John Williams - born 1948

Born in Swansea on 14 January 1948, John Albert Norman Williams rode over jumps and, later, exclusively on the Flat. Between 1988 and 1995, he rode 349 winners on the level.

His involvement with horses began with gymkhanas and show-jumping, but being small he was destined for a life in racing. On leaving school he became apprenticed to Fulke Walwyn at Lambourn, but when after a couple of years the promise of rides had not materialised, he returned to his homeland and joined the Morriston, Glamorgan stables of Dr Arthur Jones.

Dr Jones was a man with a reputation for being very fair with his apprentices, and John was soon riding regularly for him. His first winner came on Polyfool in the one-mile Apprentice Selling Handicap at Kempton Park on September 22, 1967.

John began to combine riding under both rules, mainly because Dr Jones had a few jumpers in training and asked John to ride them. His first victory over hurdles came at Newton Abbot on May 7, 1969 on a horse called Roke in the West of England Professional Novice Riders Selling Handicap Hurdle. Three years earlier, Roke had finished second with John in a Wolverhampton apprentices’ race.

Gradually he turned his attentions more towards the winter game and built up a following on the West Country tracks. Operating primarily as a freelance, he was a popular journeyman jump jockey throughout the 1970s, averaging around 15 winners a season but achieving a career-best score of 27 in the 1978/79 campaign.

Among the best horses he rode were Royal Toss (on whom he finished third in the 1971 Whitbread Gold Cup), Otter Way, Bas and Macmillan.

John twice won the Norwegian Grand National. He rode in that race eleven times and was placed in nine of them. He partnered his 1978 Norwegian Grand National winner Trybun in the Colonial Cup at Camden, South Carolina. Unfortunately, the horse broke a blood vessel early on but John nonetheless rated riding in the race among the highlights of his career.

Another of his overseas successes was the Grosser der Speilbank at Hannover, the German equivalent of Cheltenham Gold Cup.

On home soil, he had four mounts in the Grand National itself, the first two of them on Boom Docker.
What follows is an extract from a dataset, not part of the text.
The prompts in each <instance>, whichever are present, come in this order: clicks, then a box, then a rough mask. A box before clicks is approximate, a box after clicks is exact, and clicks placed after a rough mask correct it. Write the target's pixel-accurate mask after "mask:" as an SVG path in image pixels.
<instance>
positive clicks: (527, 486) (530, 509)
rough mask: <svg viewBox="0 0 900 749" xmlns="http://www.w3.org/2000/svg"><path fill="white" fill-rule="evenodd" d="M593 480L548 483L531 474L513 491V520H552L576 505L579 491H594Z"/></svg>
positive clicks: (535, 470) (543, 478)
In 1976 they were going well when being brought down at Becher’s second time by the falling leader, Golden Rapper.

The second time was in 1977. At halfway, Boom Docker had jumped impeccably and was 30 lengths clear of the field at halfway, only to refuse at the seventeenth fence when still holding a commanding lead.

John later reflected on the reason for Boom Docket’s refusal. “A loose horse which had fallen first time round passed me going in the opposite direction, and that made up his mind. He started to take off, but with the fence being so wide he was able to actually stop at the base of it. I jumped a few more fences on him and I could still have got back in touch, but then he pulled himself up again going to Becher’s.”

In 1980, John rode Kininvie, who gave him a good ride until being baulked at the 19th fence when Prince Rock refused in front of him. Finally, in 1983 he rode longshot Never Temper with the aim of just getting round, but the horse got tired and refused at the last ditch.

Standing 5ft 2ins and weighing a mere 8st 3lb, John was comfortably able to ride on the Flat as well as over jumps, combining the two from the mid-1970s. He wound down his National Hunt career in the mid-1980s and from then on focussed exclusively on the Flat.

He achieved his two biggest Flat successes on Toby Balding’s sprinter Green Ruby, landing the 1986 runnings of the Stewards Cup and the Ayr Gold Cup. He also won the 1993 Cesarewitch and 1993 Goodwood Stakes on Aahsaylad.

In addition to his four rides in the Grand National, John had the rare distinction of also having ridden the Epsom Derby. He finished thirteenth on Bookcase in 1990 and twelfth on Well Saddled in 1992.

He retired from the saddle in 1993, which gave him more time to indulge in his favourite sporting pastime, golf.